Si les chefs Picard et Penosway ont chaleureusement salué les efforts d’Hydro-Québec, de sa PDG et de Québec, personne n’a oublié qu’un autre service tout aussi essentiel, l’eau courante, n’est toujours pas rendu à Kitcisakik.

« Ce qu’on nous dit, avec nos partenaires du fédéral, c’est que le site de cette communauté ne permet pas de creuser et de mettre les infrastructures », a rappelé le ministre responsable des Affaires autochtones, Ian Lafrenière.

Un bloc sanitaire au cœur du village offre des toilettes, des douches et une buanderie, ainsi que des robinets d’eau potable où les résidants remplissent les chaudières qu’ils ramènent à la maison.

« Ils ont toujours le sourire, mais ce n’est pas une vie qui est facile », constate l’infirmière responsable du Centre de santé de Kitcisakik, Martine Carrier, qui œuvre depuis 18 ans dans la communauté.

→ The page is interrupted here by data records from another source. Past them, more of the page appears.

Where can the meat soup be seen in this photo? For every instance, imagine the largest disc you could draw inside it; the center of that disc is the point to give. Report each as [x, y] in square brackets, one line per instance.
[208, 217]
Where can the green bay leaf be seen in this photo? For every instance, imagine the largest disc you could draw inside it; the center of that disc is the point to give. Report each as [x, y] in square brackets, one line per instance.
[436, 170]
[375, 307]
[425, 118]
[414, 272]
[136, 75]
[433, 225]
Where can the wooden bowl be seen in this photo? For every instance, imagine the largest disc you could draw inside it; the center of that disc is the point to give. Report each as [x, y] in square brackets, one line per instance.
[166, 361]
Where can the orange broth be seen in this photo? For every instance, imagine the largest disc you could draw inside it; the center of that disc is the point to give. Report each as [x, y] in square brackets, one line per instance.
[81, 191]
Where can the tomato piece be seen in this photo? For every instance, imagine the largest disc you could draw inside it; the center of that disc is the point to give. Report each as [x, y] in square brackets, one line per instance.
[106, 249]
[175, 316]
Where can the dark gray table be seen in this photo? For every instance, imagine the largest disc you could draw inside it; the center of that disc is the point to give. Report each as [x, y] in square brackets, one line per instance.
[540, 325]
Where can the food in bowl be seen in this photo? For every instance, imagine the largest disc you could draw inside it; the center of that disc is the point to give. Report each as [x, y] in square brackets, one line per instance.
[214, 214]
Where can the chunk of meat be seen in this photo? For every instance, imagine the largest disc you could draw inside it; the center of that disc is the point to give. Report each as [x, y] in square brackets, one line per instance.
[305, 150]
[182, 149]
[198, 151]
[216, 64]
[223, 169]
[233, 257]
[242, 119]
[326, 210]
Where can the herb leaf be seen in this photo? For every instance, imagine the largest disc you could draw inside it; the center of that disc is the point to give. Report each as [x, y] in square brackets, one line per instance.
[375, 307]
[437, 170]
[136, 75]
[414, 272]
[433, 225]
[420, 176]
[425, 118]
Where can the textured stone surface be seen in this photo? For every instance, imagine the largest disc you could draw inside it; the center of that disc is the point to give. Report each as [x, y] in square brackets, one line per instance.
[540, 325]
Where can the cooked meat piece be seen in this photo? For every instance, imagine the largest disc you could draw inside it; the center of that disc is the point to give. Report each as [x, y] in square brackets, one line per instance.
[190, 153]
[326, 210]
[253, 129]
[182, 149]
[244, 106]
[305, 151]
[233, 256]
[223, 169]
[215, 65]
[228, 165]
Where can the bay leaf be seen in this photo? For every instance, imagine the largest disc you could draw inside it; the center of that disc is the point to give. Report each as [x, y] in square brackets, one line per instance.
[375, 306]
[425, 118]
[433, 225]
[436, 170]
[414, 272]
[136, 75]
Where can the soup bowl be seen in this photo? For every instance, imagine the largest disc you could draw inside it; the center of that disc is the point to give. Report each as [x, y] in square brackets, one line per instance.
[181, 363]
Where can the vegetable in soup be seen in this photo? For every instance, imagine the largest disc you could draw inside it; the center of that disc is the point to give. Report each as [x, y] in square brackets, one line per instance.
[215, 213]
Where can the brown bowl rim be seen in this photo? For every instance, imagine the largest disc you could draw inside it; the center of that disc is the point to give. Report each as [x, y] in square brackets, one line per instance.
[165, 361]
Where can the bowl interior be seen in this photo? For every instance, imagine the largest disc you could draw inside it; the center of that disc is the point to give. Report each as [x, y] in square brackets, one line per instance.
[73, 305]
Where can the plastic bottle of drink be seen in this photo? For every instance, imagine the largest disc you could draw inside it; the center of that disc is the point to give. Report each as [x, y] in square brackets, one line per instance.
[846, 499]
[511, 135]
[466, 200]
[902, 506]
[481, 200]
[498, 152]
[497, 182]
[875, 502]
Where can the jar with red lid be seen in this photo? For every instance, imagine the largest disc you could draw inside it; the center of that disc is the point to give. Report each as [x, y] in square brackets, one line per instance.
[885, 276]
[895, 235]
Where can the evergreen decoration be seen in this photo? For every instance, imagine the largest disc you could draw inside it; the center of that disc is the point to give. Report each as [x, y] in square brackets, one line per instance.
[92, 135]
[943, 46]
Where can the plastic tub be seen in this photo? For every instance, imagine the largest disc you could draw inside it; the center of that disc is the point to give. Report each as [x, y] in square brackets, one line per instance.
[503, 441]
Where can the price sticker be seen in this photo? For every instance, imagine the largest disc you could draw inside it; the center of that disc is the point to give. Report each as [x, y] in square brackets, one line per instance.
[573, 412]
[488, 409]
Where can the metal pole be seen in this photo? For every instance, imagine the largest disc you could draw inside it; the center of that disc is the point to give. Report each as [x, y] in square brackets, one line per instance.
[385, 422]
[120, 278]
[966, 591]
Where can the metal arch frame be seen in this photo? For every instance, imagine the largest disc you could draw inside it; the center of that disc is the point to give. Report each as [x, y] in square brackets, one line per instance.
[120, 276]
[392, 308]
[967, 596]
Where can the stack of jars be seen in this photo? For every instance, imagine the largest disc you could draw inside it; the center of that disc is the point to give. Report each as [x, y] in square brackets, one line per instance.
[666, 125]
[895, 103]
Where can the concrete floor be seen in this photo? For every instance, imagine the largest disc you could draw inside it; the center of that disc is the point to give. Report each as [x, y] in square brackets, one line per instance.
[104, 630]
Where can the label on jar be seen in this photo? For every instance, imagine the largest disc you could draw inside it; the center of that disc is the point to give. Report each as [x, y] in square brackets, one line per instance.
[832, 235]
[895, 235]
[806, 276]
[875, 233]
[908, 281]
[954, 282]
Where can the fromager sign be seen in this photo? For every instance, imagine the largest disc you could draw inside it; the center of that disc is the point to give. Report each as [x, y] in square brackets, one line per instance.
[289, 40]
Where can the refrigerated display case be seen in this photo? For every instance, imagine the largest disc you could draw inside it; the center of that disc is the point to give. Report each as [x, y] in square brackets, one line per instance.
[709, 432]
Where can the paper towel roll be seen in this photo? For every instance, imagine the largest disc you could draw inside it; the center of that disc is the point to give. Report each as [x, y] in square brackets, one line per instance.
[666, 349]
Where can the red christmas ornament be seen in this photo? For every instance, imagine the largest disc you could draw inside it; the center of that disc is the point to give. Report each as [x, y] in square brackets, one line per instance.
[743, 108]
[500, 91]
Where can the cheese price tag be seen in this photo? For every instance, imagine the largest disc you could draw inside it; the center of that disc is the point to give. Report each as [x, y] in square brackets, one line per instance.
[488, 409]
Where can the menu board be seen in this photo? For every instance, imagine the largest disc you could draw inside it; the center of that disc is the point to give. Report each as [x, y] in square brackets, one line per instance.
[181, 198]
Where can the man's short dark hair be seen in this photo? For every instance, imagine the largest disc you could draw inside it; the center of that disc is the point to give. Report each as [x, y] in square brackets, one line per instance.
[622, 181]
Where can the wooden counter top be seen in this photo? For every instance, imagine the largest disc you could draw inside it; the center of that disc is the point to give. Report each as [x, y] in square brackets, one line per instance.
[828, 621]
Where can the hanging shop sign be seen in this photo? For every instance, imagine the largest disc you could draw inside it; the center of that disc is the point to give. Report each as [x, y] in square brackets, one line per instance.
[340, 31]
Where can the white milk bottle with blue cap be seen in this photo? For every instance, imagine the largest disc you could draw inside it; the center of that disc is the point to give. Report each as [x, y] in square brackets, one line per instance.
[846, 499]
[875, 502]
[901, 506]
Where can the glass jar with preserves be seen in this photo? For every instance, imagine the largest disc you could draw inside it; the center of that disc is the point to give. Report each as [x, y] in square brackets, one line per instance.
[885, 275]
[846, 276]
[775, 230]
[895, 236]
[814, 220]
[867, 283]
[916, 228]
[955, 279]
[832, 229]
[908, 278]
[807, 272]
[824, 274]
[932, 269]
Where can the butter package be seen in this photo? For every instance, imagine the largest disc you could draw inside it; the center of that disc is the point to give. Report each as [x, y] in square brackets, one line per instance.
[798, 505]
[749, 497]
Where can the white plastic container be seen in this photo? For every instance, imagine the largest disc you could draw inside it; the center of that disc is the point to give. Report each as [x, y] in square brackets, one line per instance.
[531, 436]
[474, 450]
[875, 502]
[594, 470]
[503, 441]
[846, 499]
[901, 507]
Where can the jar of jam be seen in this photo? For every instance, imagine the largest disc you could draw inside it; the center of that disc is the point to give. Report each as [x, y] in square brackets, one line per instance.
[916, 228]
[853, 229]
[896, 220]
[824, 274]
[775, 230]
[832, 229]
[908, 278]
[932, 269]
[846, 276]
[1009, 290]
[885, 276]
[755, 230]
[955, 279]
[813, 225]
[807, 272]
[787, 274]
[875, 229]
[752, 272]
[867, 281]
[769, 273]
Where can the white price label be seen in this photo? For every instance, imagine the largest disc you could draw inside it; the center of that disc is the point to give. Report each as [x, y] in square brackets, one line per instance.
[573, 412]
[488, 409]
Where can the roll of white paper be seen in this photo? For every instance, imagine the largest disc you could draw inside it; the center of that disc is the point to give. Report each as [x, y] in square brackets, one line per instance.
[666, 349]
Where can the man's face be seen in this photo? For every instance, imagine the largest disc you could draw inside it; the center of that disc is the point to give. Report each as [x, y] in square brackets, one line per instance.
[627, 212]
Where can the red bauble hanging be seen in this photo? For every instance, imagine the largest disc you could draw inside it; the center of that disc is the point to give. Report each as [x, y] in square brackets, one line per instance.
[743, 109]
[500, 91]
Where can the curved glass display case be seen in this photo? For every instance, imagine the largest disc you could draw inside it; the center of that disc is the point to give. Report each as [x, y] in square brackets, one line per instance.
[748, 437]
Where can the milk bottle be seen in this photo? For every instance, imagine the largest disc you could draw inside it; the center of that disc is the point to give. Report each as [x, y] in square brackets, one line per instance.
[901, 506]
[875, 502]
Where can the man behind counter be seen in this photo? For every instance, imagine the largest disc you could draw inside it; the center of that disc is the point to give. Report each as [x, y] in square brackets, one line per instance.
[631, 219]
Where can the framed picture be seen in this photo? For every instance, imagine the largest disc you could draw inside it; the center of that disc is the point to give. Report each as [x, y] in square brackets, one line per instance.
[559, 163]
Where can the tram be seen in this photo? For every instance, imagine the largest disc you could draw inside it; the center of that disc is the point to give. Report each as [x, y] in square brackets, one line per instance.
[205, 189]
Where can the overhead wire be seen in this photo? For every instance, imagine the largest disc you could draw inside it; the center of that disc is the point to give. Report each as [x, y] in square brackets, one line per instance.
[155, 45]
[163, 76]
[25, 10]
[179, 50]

Les maisons sans électricité et souvent sans réfrigérateur privent leurs occupants de certains antibiotiques qui doivent être gardés au froid. Elle-même a failli perdre un stock de vaccins lorsque les génératrices qui alimentent le centre sont tombées en panne durant plusieurs heures. Chauffer uniquement au bois est aussi « très problématique » pour les nombreux enfants qui souffrent d’asthme.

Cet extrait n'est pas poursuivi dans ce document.